Energy Transfer Slashes 2020 Capex, Dakota Access Expansion Could Face Delays
(Reuters) — Energy Transfer LP is slashing at least $400 million from its 2020 capital spending budget to $3.6 billion and will consider doubling the cuts after losses caused by oil prices driven lower by the coronavirus pandemic, company officials said on Monday.
U.S. crude oil prices have fallen 60% this year as efforts to curb the spread of the novel coronavirus destroyed about a third of global fuel demand.
“As everybody knows, we’re in kind of unprecedented times that nobody could ever predicted,” said Marshall McCrea, Energy Transfer’s chief commercial officer on a first-quarter earnings call.
Among the projects facing delays from any further cuts is Energy Transfer’s plan to expand its 570,000 barrel-per-day (bpd) Dakota Access crude pipeline (DAPL), company officials said, but added that they were aiming to remain on schedule.

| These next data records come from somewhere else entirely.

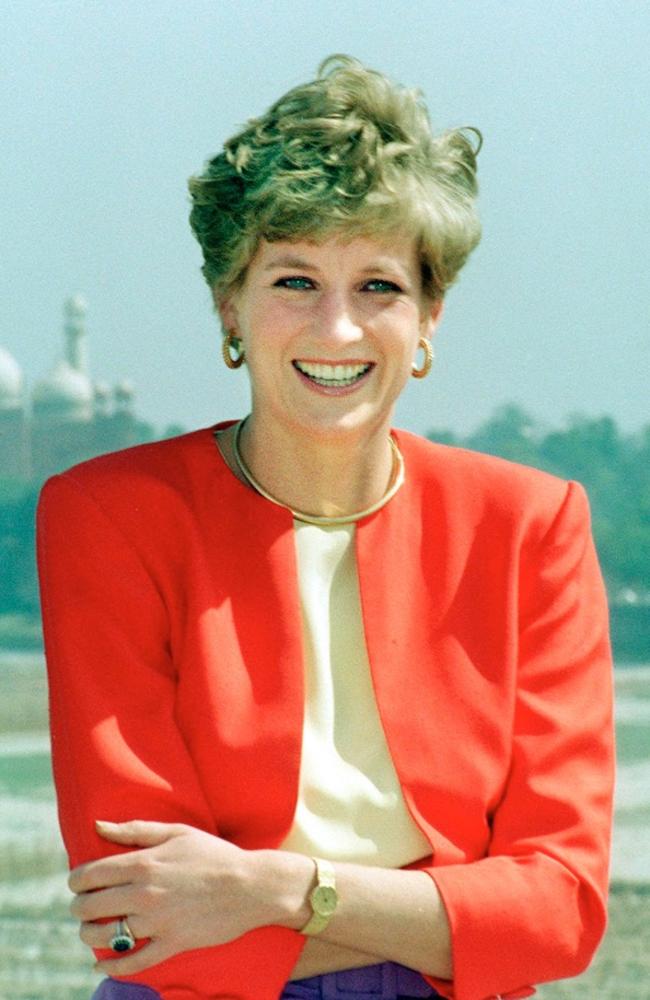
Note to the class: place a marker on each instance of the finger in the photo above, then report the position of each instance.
(97, 935)
(120, 869)
(139, 832)
(135, 961)
(107, 903)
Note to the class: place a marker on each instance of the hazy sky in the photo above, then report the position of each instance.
(107, 107)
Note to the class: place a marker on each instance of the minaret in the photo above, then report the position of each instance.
(75, 334)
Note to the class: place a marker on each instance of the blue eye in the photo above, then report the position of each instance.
(382, 285)
(297, 283)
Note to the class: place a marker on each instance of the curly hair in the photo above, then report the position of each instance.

Flows on DAPL, which runs from North Dakota to Illinois, will likely be increased to 750,000 (bpd), said Energy Transfer Chief Financial Officer Thomas Long.
Demand destruction caused by the novel coronavirus has resulted in a surging amount of unwanted oil since the beginning of the year, quickly filling up tanks and raising storage costs.
Energy Transfer said it has been able to ease this year’s financial blows with its storage assets, including securing 6.2 million barrels of leased capacity in the U.S. Department of Energy’s Strategic Petroleum Reserve.
“The wide and profitable contango spreads on virtually all of our hydrocarbon products is allowing us to capture significant margins utilizing our extensive network of storage assets,” said Chief Financial Officer Tom Long.
Also helping the financial picture were flows of crude transported on Energy Transfer pipelines, which increased to 4.5 million bpd in the three first months of the year compared to 4 million bpd for the same period last year.
Increased volumes were spurred by an uptick in activity out of Texas pipelines, growth in the Bakken shale basin in North Dakota and Montana and the start of service of the Louisiana-based Bayou Bridge pipeline, company officials said.
Energy Transfer is also in the process of reducing between $200 million to $250 million in costs at its corporate offices and elsewhere in the company, officials said.
The cuts follow an earnings net loss of $855 million dollars in the first quarter for the Dallas-based pipeline company.